If you loved part 1 of this fascinating trip into the blues, then part 2 has even more for you!

Okay Shirley, here we go again!

Shirley, your Dad once said “to play the blues is to be born black twice”. What did BB mean by that, do you think?

I think when he said that, someone must have asked about the debate whether you have to be black to sing the blues. But I’m saying anyone can sing the blues, but usually people who sing the blues are singing from something they have been through, a life moment…If you lived a privileged life and want to sing the blues, guess what, you can be good at it too…but the person who can give the spirit to you is probably going to be black…I’m not my father, but he would return to that nagging question of whether white people can sing the blues and he would always like to say nice things, he would avoid that debate….some would say you have to be black and really live the blues. But living the blues can be any colour. I think there are so many people living the blues. I would get out there and campaign for a whole group on that stage, and call them the ‘All Nation’s Blues singers’, because we are all going through so much at the moment. You don’t even need to sing, and you could create a blues classic now.

Shirley King

The blues speaks about what is happening in your life…even the young people who don’t understand they can sing the blues, but would prefer to place it into hip-hop because that’s their way of singing the blues.
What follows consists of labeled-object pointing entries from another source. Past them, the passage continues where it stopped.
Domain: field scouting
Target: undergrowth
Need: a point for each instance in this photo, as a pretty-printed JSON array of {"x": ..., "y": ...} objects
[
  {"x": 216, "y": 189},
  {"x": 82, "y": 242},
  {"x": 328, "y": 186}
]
It’s pain isn’t it, the blues. We have a poet in the magazine who contributes some poems of pain, but there is always hope, and I feel blues music is full of hope too.

We are going through the pain right now, dealing with COVID-19. So many things have happened, we can all relate to the blues. If I went into another genre of music, it would be either gospel or country. You connect to the feeling and then express the feeling. If I’m singing the blues, I want to enhance your life with it, but if I sing it, I’m black and I have the blues inside me. My Dad would be smiling, but people never saw that he was having problems. There was a public person, but there was also a private blues man.

Music evolves. I mean, BB King was such an influence for rock music. The white rockers who picked up a guitar came from BB.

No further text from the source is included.